Wrapping the copper wire around the tubing and soldering it in place wasn’t so difficult. It was time consuming though. It WAS difficult to slide that through the hose though. I had a difficult time getting it through 5/8" ID braided pvc hose.
I’m not a physics or engineering major, but I’m not so sure that the copper wire wrap for ‘turbulence’ provides a SIGNIFICANT increase in performance of this type of chiller. I think the best performance boost a counterflow chiller can get is by having cold water to pump through it. I have a 50’ immersion chiller that I built a long time ago and during the warmer summer months when my ground water out of the spigot is 85°, I plan to use the immersion chiller in a cooler full of ice water as a pre-chiller for the water I’m pumping through the counterflow chiller.
Also, let us know how you think it will hold up if recirculating for a while before turning on the water. I’d want to recirc for 5-10 minutes before flame out.
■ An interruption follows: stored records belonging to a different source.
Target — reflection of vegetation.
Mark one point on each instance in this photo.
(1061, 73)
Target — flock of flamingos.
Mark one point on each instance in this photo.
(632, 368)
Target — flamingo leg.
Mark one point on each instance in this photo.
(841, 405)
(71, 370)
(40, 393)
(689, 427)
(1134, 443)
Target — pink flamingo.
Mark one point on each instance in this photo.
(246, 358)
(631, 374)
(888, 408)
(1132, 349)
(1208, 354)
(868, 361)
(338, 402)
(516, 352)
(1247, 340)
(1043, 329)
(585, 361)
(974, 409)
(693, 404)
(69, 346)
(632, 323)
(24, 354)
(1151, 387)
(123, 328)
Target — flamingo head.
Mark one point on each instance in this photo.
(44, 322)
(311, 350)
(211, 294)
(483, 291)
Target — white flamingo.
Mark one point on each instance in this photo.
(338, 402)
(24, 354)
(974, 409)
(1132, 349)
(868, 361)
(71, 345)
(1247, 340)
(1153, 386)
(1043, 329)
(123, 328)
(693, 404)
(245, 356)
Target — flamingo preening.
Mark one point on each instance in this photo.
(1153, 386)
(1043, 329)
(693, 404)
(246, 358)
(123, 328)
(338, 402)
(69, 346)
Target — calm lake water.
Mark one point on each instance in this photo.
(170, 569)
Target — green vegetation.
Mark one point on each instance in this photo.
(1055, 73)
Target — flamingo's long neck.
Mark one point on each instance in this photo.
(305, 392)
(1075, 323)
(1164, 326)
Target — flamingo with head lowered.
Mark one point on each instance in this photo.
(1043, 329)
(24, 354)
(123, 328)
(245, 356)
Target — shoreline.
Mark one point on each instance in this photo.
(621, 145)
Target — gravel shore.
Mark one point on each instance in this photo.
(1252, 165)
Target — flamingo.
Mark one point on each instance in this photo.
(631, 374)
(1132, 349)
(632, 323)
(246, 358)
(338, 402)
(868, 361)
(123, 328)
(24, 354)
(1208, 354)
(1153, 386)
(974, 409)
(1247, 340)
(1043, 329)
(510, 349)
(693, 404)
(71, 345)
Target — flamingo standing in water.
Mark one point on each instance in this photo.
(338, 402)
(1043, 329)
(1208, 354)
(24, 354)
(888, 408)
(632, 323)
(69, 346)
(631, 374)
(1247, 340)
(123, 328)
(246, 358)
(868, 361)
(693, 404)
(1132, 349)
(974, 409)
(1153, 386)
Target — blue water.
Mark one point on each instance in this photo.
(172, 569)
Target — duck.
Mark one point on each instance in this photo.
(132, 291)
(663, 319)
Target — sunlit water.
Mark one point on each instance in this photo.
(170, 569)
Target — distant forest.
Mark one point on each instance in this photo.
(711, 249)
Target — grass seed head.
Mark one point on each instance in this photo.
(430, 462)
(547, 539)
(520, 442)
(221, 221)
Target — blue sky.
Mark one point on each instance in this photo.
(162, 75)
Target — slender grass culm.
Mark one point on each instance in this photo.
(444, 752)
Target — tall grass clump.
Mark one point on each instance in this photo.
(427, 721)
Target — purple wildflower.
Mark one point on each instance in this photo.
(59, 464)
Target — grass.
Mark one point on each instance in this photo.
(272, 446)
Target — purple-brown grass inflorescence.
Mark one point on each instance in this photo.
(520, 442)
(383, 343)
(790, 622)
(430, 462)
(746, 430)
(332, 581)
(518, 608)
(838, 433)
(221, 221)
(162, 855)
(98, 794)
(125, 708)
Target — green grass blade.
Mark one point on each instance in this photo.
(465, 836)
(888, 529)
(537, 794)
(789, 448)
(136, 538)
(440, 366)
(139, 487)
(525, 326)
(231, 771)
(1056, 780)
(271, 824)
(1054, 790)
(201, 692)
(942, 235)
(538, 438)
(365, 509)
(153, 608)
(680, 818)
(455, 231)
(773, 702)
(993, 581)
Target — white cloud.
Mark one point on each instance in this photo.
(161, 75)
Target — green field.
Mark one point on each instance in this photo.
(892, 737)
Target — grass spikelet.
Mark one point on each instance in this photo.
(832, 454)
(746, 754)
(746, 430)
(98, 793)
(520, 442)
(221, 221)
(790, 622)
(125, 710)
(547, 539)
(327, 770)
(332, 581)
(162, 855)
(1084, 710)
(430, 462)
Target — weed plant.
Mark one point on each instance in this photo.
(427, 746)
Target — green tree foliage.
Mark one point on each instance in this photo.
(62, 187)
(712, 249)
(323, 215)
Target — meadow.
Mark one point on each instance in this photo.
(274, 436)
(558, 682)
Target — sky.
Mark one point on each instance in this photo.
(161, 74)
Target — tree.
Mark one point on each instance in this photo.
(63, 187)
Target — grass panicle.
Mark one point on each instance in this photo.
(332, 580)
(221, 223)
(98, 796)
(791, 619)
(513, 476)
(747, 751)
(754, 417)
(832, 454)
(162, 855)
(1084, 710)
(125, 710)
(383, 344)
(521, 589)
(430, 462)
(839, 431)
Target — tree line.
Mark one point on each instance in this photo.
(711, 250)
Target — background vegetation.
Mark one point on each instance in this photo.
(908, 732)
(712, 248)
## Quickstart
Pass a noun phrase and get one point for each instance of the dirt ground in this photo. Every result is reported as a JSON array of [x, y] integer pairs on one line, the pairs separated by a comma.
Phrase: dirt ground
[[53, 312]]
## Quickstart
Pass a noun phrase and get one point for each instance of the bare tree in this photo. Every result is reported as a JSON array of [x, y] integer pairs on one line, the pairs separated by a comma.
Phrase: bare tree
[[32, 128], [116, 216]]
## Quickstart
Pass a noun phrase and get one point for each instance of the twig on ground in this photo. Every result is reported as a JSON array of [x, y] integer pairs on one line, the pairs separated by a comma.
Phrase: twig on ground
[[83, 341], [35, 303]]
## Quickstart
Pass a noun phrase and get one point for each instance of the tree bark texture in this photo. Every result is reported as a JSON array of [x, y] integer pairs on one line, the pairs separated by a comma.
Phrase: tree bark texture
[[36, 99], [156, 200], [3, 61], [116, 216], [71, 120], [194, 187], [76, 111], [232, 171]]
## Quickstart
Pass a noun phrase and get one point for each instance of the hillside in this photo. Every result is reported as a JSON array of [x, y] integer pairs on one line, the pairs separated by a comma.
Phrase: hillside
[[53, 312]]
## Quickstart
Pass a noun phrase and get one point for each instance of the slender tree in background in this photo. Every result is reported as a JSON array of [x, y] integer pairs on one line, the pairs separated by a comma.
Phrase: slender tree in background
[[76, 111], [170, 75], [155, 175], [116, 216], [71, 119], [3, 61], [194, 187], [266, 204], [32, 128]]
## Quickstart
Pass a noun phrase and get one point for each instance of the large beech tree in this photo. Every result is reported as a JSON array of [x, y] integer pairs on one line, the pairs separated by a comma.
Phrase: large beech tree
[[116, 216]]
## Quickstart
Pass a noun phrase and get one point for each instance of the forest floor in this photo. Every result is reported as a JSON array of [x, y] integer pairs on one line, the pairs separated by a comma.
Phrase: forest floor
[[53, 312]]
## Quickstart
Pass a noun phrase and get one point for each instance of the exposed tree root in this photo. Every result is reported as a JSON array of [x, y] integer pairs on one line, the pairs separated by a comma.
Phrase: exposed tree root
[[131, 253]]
Austin Homebrew Supply sells this model that I ordered yesterday:
http://www.austinhomebrew.com/Beer/Chillers/Counterflow-Wort-Chiller-25-Foot.html#.VEbac_nF98E
I built two counterflow chillers of that design using Watts EPDM rubber heater hose that is good to 212F. One chiller is wound clockwise. The other is wound counterclockwise. They are designed to be stacked with tap water running through the top chiller and chilled water running through the bottom chiller. The only difficult part in making a chiller of this design is drilling out the stops in the NPT to tube fittings. A drill press and a drill press vise makes the job much easier. I never use either of the chillers because an immersion chiller is so much easier to use, my tap water never gets above 65F, and I do not brew as much during the summer as I do during the winter.